Computer VisionApplication-Detecting Car Exterior Damage

Recent advances in deep learning and computation infrastructure(cloud,GPUs etc.) have made computer vision applications leap forward: from unlocking office access door with our face to self-driving cars. Not a many years ago image classification task, such as handwritten digit recognition(the great MNIST dataset) or basic object (cat/dog) identification was considered as a great success in the computer vision domain. However Convolutional neural networks (CNN), the driver behind computer vision applications, are fast evolving with advanced and innovative architectures to solve almost any problem under the sun related to the visual system.

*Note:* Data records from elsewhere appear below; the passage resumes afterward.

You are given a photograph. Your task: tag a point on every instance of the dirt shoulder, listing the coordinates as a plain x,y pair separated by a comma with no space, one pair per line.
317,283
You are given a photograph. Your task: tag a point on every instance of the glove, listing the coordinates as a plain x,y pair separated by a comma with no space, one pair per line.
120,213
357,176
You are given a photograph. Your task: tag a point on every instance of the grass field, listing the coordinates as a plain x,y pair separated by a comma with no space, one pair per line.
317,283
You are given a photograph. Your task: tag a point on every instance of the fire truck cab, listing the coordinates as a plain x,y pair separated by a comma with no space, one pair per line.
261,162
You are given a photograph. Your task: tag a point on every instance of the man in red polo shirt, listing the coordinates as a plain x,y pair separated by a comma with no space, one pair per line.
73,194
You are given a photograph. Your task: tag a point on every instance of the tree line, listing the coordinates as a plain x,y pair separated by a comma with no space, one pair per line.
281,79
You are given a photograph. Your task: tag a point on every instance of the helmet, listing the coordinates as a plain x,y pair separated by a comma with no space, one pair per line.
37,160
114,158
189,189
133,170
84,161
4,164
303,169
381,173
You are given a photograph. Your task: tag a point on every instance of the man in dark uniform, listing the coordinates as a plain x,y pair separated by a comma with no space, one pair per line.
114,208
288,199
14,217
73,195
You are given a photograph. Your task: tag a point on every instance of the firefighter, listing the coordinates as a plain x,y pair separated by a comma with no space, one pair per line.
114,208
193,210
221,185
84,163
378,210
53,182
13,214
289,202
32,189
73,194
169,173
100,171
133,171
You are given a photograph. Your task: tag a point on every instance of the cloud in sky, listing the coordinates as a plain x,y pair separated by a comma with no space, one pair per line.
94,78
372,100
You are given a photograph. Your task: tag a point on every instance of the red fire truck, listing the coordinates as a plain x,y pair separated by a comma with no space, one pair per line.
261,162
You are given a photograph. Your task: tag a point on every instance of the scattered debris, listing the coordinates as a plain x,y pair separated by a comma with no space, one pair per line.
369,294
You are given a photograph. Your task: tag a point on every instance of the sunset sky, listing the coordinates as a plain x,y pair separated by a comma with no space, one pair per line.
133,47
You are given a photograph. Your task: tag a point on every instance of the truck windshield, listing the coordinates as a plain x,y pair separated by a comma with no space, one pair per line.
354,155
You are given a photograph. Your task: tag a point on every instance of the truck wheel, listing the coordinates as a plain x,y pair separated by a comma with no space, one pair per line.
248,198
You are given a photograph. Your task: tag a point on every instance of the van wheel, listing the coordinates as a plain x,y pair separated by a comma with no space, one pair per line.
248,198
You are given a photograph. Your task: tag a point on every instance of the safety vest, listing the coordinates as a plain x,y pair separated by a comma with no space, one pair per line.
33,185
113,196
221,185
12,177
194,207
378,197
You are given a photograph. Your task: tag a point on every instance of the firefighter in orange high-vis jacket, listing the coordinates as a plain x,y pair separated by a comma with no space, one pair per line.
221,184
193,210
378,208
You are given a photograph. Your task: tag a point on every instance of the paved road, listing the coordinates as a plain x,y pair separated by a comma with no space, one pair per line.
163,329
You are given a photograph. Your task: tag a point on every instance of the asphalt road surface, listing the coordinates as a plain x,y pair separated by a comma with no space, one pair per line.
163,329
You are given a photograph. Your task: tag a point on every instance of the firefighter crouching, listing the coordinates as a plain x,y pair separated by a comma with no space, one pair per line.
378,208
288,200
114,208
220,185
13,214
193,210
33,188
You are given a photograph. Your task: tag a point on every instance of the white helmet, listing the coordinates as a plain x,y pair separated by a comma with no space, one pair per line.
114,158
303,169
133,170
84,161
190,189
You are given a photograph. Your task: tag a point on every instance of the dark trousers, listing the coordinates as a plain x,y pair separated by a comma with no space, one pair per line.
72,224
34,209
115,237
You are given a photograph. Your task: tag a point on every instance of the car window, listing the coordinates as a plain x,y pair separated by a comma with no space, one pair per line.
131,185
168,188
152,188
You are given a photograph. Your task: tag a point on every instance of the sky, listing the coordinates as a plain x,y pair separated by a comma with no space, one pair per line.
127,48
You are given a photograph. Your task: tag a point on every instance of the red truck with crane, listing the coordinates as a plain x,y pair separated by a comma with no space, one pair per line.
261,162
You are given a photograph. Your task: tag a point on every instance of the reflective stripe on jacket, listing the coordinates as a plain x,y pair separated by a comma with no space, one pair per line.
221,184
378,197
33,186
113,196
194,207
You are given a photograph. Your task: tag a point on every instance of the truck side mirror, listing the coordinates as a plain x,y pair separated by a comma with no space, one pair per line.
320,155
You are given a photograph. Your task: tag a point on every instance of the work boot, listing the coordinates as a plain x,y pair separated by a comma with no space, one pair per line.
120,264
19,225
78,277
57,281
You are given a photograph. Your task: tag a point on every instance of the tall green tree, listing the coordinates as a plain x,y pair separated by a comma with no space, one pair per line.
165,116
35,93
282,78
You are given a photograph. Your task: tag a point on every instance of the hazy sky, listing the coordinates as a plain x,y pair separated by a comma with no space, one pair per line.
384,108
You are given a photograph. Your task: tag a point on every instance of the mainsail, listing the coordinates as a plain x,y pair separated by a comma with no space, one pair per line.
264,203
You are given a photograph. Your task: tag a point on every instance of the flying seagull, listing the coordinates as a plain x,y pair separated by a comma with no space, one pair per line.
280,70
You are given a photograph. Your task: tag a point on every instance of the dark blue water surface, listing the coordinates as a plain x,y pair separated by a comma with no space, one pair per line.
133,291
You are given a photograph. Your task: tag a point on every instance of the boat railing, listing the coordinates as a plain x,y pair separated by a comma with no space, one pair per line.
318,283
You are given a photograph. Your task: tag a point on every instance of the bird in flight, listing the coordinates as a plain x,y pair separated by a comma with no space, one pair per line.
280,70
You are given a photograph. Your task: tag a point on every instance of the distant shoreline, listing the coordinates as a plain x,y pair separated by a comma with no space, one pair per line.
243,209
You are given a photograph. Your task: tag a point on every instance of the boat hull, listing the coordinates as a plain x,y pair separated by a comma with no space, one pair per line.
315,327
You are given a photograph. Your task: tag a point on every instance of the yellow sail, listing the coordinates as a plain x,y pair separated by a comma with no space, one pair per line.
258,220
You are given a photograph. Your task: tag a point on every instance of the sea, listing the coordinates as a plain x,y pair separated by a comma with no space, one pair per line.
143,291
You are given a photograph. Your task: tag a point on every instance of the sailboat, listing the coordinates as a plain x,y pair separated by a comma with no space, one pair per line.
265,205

Automated detection of car exterior damages and subsequent quantification(damage severity) of those would help used car dealers(Marketplace) to price cars accurately and fast by eliminating the manual process of damage assessment. The concept is equally beneficial for property and casualty(P&C) insurers, in terms of faster claim settlement and hence greater customer satisfaction. In this article, I will step by step to describe the concept of car scratch(most frequent exterior damage) detection using CNN transfer learning leveraging Tensorflow backend.

Car damage detection- A typical application of Instance Segmentation

Before going to details of the business problem and steps to implement I will discuss the technique used for this special application of object detection and rationale behind it. Like most of the real world computer vision problems here also we will leverage transfer learning from suitable pre-trained CNN to save enormous time in retraining the entire weight matrix. As a typical application in object detection technique, we have a few choices of choosing techniques — R-CNN, Fast R-CNN, Faster R-CNN, SSD etc. To get an overview of these techniques I encourage to read this article. In brief like every object detection task, here also we have 3 following subtasks:

A) Extracting Regions of Interest(ROI): Image is passed to a ConvNet which returns the region of interests based on methods like selective search(RCNN) or RPN(Region Proposal N/W for Faster RCNN) and then RoI pooling layer on the extracted ROI to make sure all the regions are of the same size.

B) Classification task: Regions are passed on to a fully connected network which classifies them into different image classes. In our case, it will be scratch(‘damage’) or background(car body without damage).

C) Regression task: At last, a bounding box(BB) regression is used to predict the bounding boxes for each identified region for tightening the bounding boxes(getting exact BB defining relative coordinates)

However in our case only arriving at square/rectangular shaped BBs is not sufficient as car scratch/damages are amorphous(without a clearly defined shape or form).We need to identify the exact pixels in the bounding box that correspond to the class(damage). Exact pixel location of the scratch will only help to identify the location and quantify the damage accurately. So we need to add another step- semantic segmentation(pixel-wise shading of the class of interest) into the entire pipeline for which we will use Masked Region based CNN(Mask R-CNN) architecture.

Mask R-CNN:

Mask R-CNN is an instance segmentation model that allows identifying pixel-wise delineation for object class of our interest. So Mask R-CNN has two broad tasks- 1)BB based Object detection(also called localization task) and 2) Semantic segmentation, which allows segmenting individual objects at pixel within a scene, irrespective of the shapes. Put together these two tasks Mask R-CNN does get Instance Segmentation for a given image.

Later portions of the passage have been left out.